Purdue Pharma, maker of the powerful opioid painkiller OxyContin, under growing pressure and lawsuits from groups blaming the company for fueling the country’s opioid epidemic, will stop promoting its opioids to doctors. From now on, questions and requests for information about Purdue’s opioid products will be handled through direct communications with its medical affairs department, the company said in a statement.
“We have restructured and significantly reduced our commercial operation and will no longer be promoting our opioids to prescribers,” the statement said.
Connecticut-based Purdue Pharma whittled its sales force in half. Only 200 sales representatives remain in the U.S., and they will no longer visit doctors’ officers to discuss its opioid medications.

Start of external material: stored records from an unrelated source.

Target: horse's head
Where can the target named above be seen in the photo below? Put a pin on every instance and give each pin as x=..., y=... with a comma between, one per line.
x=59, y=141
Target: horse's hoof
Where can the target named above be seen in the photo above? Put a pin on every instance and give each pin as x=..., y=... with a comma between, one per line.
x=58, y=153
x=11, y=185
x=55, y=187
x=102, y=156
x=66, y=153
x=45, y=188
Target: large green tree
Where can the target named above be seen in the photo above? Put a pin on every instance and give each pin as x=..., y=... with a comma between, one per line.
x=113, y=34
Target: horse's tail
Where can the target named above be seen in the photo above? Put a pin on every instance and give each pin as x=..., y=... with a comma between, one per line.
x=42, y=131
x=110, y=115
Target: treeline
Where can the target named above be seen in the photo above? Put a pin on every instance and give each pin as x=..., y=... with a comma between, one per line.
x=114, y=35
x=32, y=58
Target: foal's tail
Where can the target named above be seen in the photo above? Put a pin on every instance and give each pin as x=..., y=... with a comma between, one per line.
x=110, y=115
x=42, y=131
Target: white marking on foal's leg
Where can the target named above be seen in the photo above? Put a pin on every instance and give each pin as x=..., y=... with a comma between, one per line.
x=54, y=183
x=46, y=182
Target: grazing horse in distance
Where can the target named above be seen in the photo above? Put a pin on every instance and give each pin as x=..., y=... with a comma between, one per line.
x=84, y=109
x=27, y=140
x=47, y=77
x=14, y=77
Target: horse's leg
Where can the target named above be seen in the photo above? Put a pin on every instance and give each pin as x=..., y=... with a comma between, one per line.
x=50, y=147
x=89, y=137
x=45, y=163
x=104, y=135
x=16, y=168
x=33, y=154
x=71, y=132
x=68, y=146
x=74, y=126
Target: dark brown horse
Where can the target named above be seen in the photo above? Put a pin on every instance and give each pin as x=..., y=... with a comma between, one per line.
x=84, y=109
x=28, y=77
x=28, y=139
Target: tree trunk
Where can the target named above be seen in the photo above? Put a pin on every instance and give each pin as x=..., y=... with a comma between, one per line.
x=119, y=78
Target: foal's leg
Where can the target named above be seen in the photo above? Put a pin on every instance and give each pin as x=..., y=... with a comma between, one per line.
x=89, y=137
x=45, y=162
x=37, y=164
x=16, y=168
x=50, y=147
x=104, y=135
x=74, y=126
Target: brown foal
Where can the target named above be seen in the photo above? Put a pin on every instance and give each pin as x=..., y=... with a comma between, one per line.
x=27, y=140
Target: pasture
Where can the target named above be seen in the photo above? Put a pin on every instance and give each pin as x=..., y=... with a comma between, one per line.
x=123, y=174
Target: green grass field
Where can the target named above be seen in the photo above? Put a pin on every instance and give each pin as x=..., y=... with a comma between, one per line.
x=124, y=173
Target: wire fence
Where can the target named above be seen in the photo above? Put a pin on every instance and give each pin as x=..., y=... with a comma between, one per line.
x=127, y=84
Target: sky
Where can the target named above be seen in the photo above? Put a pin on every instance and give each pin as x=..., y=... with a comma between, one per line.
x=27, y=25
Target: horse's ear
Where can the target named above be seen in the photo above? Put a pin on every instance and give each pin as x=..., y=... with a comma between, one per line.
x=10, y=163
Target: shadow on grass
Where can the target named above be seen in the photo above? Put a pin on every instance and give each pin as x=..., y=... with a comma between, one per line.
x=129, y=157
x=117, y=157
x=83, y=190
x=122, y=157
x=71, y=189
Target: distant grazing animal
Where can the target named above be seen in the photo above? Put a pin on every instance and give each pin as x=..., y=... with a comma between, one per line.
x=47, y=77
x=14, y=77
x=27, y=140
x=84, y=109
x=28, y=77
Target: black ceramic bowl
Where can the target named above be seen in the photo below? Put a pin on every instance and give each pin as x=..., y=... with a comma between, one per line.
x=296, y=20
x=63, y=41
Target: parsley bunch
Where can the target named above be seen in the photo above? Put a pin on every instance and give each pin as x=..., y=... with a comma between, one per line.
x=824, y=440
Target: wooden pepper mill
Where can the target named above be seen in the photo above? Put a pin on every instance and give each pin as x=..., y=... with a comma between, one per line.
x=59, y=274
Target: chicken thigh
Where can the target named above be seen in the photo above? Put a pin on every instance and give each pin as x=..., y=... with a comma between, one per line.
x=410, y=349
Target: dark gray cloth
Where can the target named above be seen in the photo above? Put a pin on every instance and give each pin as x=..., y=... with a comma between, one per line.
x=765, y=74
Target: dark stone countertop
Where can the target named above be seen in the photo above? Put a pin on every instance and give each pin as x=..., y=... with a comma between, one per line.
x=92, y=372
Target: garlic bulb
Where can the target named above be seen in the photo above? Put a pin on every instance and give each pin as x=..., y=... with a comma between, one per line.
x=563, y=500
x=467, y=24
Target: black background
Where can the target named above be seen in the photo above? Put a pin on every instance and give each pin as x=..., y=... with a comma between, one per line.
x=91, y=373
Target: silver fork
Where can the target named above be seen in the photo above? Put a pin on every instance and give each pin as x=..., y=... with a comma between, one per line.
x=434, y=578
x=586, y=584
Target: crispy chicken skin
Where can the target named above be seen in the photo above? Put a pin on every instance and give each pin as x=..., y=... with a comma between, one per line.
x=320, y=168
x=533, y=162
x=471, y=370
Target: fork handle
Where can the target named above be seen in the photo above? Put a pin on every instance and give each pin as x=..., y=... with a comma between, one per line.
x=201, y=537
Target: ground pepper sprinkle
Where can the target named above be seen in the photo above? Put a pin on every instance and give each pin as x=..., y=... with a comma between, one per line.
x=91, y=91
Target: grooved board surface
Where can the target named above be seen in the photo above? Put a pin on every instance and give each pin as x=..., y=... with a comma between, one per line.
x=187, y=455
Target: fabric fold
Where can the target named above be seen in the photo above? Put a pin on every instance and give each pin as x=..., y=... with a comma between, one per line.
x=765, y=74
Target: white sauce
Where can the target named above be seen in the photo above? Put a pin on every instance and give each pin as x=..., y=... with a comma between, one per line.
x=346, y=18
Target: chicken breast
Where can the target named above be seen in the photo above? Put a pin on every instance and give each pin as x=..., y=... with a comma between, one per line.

Purdue is facing dozens of lawsuits from cities, counties and states accusing the company of propelling the opioid crisis resulting in unnecessary deaths as well as millions of dollars in economic damages. Last week, Alabama Attorney General Steve Marshall on behalf of the State of Alabama joined the litigation.
“Alabama’s opioid crisis has been, and is still being, fueled by pharmaceutical manufacturer Purdue, which has deceptively and illegally marketed opioids in order to generate billions of dollars in sales,” said Beasley Allen lawyer Rhon E. Jones, head of the firm’s Toxic Torts Section and acting Deputy General in this case. “Purdue primarily manufacturers and sells opioids, and is misrepresenting the risks of these highly addictive painkillers, plainly putting profits over people. The rampant use and abuse of opioids is devastating to both the citizens of and the State of Alabama.”
Purdue makes several brand-name and generic opioids, but its potent painkiller OxyContin makes up about 30 percent of the entire market of opioids. The drugs are marketed for chronic non-cancer pain.